The Rajasthan high court on Friday ruled that anyone wanting to change their religion would have their name put up on a government notice board for a week and people would be allowed to file objections before permission was granted. The court did not specify who was eligible to object.
The decision was part of a set of guidelines issued by the court to check what it called the “forcible conversion of religion”. The court also said that any conversion or inter-faith marriage that did not adhere to the directives could be struck down if challenged.
The guidelines came in the wake of a Rajasthan government plea to clarify the legal status of religious conversions and inter-faith marriages.
“Some guidelines are necessary to check the forcible conversion of religion because religion is a matter of faith and not of logic,” a bench of justices Gopal Krishna Vyas and Virendra Kumar Mathur said.
Justice Vyas said the guidelines would remain operative till the Rajasthan Religious Freedom Bill Act of 2006 (which is awaiting the President’s assent), or any other act governing the subject, was enacted.
While giving people the liberty to convert after attaining the majority age, the guidelines said the individual should “satisfy himself/herself about niceties of conversion of religion”.

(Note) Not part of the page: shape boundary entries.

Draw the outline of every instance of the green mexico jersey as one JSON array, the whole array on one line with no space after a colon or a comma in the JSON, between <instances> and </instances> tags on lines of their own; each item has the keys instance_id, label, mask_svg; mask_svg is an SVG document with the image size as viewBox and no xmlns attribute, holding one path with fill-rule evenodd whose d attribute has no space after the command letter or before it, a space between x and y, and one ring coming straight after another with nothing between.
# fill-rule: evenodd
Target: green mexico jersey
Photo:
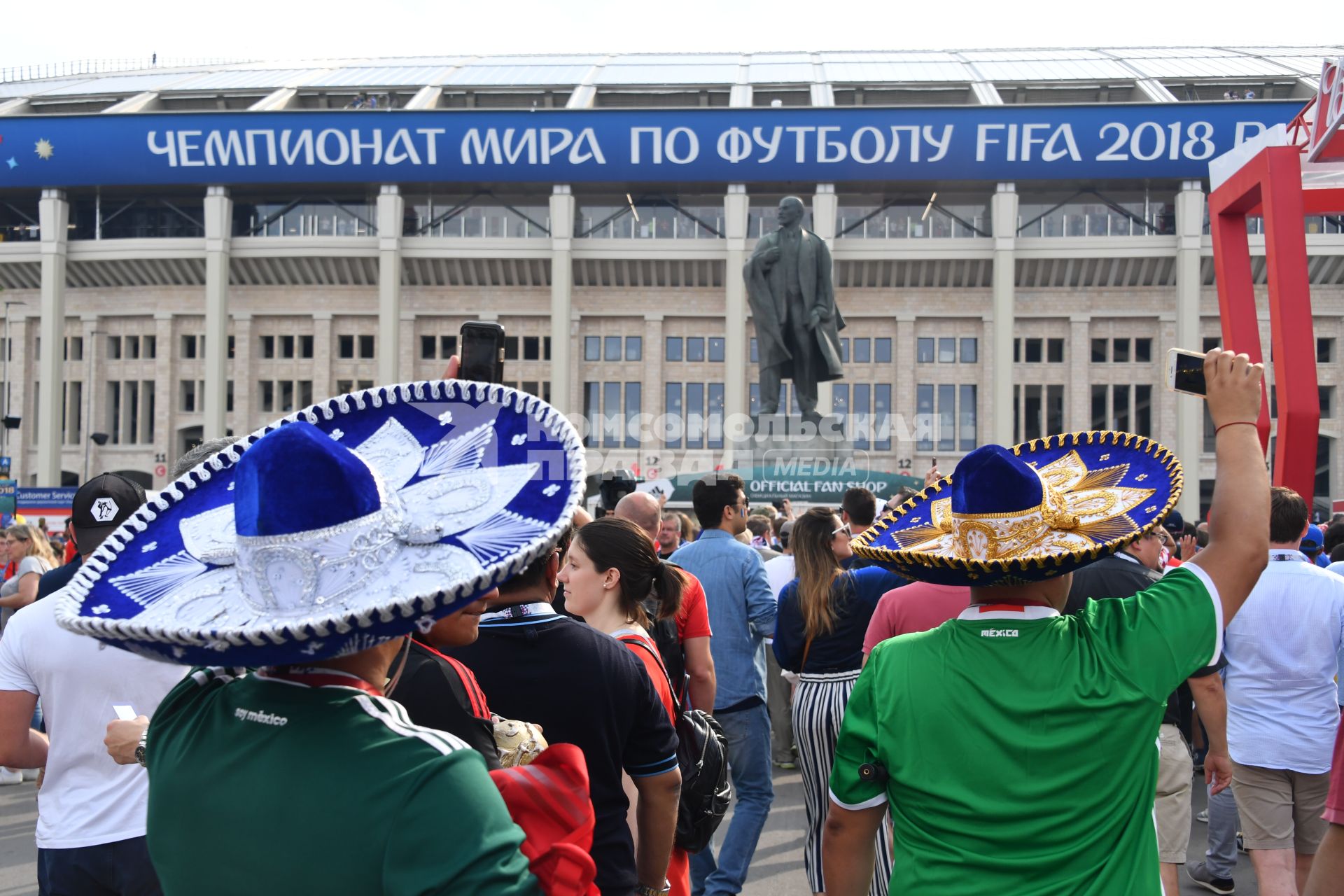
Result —
<instances>
[{"instance_id":1,"label":"green mexico jersey","mask_svg":"<svg viewBox=\"0 0 1344 896\"><path fill-rule=\"evenodd\" d=\"M465 743L376 692L234 672L196 669L149 727L164 893L540 892L523 832Z\"/></svg>"},{"instance_id":2,"label":"green mexico jersey","mask_svg":"<svg viewBox=\"0 0 1344 896\"><path fill-rule=\"evenodd\" d=\"M1159 896L1157 728L1171 692L1218 658L1220 613L1188 566L1077 617L974 606L878 645L831 797L890 802L892 896ZM864 780L864 763L890 779Z\"/></svg>"}]
</instances>

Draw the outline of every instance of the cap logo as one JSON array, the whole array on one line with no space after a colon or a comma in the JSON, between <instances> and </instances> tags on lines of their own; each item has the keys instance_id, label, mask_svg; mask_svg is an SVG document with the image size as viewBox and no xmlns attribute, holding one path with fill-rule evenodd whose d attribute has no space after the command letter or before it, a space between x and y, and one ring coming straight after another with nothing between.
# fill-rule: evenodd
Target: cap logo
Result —
<instances>
[{"instance_id":1,"label":"cap logo","mask_svg":"<svg viewBox=\"0 0 1344 896\"><path fill-rule=\"evenodd\" d=\"M112 498L98 498L89 509L89 514L97 523L112 523L117 519L117 502Z\"/></svg>"}]
</instances>

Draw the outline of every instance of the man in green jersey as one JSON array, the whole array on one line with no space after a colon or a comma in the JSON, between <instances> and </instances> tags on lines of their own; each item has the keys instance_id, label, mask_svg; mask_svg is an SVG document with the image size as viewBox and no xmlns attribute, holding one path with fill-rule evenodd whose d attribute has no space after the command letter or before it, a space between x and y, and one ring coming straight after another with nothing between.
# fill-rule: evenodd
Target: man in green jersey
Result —
<instances>
[{"instance_id":1,"label":"man in green jersey","mask_svg":"<svg viewBox=\"0 0 1344 896\"><path fill-rule=\"evenodd\" d=\"M828 896L868 891L888 810L892 893L1161 893L1152 807L1167 697L1218 660L1267 552L1262 368L1214 351L1204 372L1211 540L1132 598L1059 614L1073 570L1142 537L1180 494L1177 459L1136 435L984 446L855 541L907 578L969 584L972 603L878 645L859 678L831 776Z\"/></svg>"}]
</instances>

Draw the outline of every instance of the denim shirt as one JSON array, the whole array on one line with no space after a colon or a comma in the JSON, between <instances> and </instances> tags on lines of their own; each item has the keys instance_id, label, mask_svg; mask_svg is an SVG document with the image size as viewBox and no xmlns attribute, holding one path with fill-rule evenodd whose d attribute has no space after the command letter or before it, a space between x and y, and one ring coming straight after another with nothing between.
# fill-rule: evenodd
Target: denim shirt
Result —
<instances>
[{"instance_id":1,"label":"denim shirt","mask_svg":"<svg viewBox=\"0 0 1344 896\"><path fill-rule=\"evenodd\" d=\"M718 678L715 709L765 700L765 639L774 635L774 595L754 548L723 529L706 529L671 557L704 586L710 653Z\"/></svg>"}]
</instances>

They empowered a district magistrate to take appropriate action under the law on information of forceful conversion.
“Every citizen has a fundamental right of freedom of religion under Article 25 of the Constitution of India, but at the same time, it is the duty of every citizen to protect the feelings of other religion and not to act contrary to the provisions of Constitution,” the bench added.
The court also put the onus on the person conducting the conversion to ascertain whether the individual changing his or her faith is “desirous to change the religion, is having full faith in the newly adopted religion and should also ascertain whether he/she is under any threat of other person or not…”
The genesis of the guidelines lie in a case filed by one Chirag Singhvi, who alleged that his sister Payal — now Aarifa – was converted to Islam under coercion and that her marriage papers were forged.
The police had produced Arifa (22) before the court on November 7, when the high court allowed her to live as per her wishes. The bench reserved its judgment in the case on November 29.